Nikolai shook his head. “Not immediately. It would be terrible etiquette if I monopolized your attention.”

“Besides,” a boy’s voice said behind him, “I would like a turn with the beautiful peacock.”

Ah, there he was. Nikolai knew it was Pasha without even looking. For all of Pasha’s claims that he wasn’t any good at planning ahead, he was masterful at it when it involved sneaking out, or, in this case, sneaking in. “I knew you would come early,” Nikolai said.

“I had to, before you stole the hearts of all the pretty girls.”

Renata blushed again.

Pasha stepped up from behind Nikolai to join them. He was an angel—white dress coat, white waistcoat, white shirt, white cravat, white trousers, white shoes, white gloves, white mask. The only things not white were his silver wings and the gold halo nestled in his hair.

“Renata, may I introduce—”

“Dmitri,” Pasha said. He winked at Nikolai. “Dmitri Petrov.”

Nikolai tilted his head in a question. But then again, why not? It was a masquerade, after all, and tonight was the one night Pasha could truly get away with being someone else. Just like Renata could be more than a servant girl.

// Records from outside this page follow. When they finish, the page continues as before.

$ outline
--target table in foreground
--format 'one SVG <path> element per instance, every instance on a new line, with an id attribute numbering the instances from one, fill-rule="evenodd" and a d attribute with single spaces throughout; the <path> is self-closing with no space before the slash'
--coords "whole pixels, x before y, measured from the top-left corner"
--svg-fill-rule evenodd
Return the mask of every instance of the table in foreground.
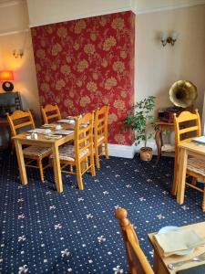
<path id="1" fill-rule="evenodd" d="M 202 223 L 198 223 L 198 224 L 192 224 L 189 225 L 186 227 L 181 227 L 183 229 L 192 229 L 194 230 L 199 236 L 201 237 L 205 237 L 205 222 Z M 189 256 L 177 256 L 177 255 L 172 255 L 167 258 L 162 257 L 162 255 L 159 253 L 156 242 L 153 238 L 154 235 L 156 233 L 150 233 L 149 234 L 149 239 L 154 248 L 154 272 L 156 274 L 175 274 L 177 271 L 181 270 L 181 269 L 187 269 L 195 266 L 200 266 L 204 264 L 204 261 L 201 262 L 189 262 L 187 264 L 184 264 L 181 267 L 176 268 L 174 270 L 170 270 L 168 269 L 168 264 L 169 263 L 175 263 L 179 261 L 182 261 L 185 259 L 190 259 L 195 256 L 198 256 L 203 252 L 205 252 L 205 247 L 201 246 L 197 248 L 193 253 L 191 253 Z"/>
<path id="2" fill-rule="evenodd" d="M 177 202 L 181 205 L 184 202 L 185 180 L 187 170 L 188 156 L 195 156 L 205 161 L 205 145 L 199 144 L 194 142 L 184 142 L 179 145 L 179 164 L 177 175 L 178 193 Z"/>
<path id="3" fill-rule="evenodd" d="M 44 134 L 37 134 L 38 139 L 26 139 L 26 133 L 18 134 L 13 137 L 15 141 L 15 152 L 18 161 L 20 179 L 22 184 L 27 184 L 27 175 L 25 166 L 22 145 L 36 145 L 42 147 L 50 147 L 54 155 L 54 174 L 57 192 L 63 192 L 62 175 L 60 170 L 60 160 L 58 147 L 71 140 L 74 140 L 74 133 L 65 135 L 60 139 L 46 139 Z"/>

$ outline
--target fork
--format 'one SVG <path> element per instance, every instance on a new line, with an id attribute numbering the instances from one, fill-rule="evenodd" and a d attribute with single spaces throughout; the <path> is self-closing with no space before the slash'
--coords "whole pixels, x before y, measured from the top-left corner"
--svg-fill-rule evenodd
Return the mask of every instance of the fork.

Dmitri the Angel bowed, offered her his arm, and whisked her back to the dance floor. Nikolai watched them go. Then he retreated back to the edges of the ballroom, to wait for the real reason he had come.





CHAPTER THIRTY-ONE


When angelic Dmitri finished his dance with Renata, he led her off the floor, where she was immediately swept up by a pirate. The angel stayed a minute to confirm she was amenable to the pirate’s attentions, and then, having ensured that she was, Pasha took advantage of his disguise and invited another young lady to dance. And after that, another. And another, and another. Because as the tsesarevich, he never got to do this with such freedom, but as Dmitri the Angel, he could. Perhaps this would be the first ball ever at which he would dance with more girls than Nikolai did.